Consumers are growing worried about the prospects of a US recession, two years after a traumatic downturn caused by COVID-19.

Is the US in a recession as aggressive rate hikes force demand down, or will the country’s economy be able to weather a bumpy incoming economic storm?

What is a recession?

A recession is technically defined as two consistent quarters of negative growth in gross domestic product (GDP), suggesting an endemic issue in the economy tied to falling demand. It’s a crucial metric in assessing the health of an economy, with rising unemployment in the labour market typically following a contraction in GDP. 

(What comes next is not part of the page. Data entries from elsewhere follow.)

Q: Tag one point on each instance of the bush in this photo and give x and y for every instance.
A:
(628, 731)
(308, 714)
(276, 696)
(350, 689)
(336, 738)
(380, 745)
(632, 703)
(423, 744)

In the US though, a recession is announced by the National Bureau of Economic Research’s (NBER) Business Cycle Dating Committee, made up of a group of economists. They use a variety of metrics, including GDP, unemployment, personal income and personal consumption to determine when a significant drop in economic activity has occurred.

Recessions can be caused by factors both external – like the global financial crash of 2007 – and internal to a domestic economy, like a rise in interest rates, a symptom of a cyclical downturn in economic activity. 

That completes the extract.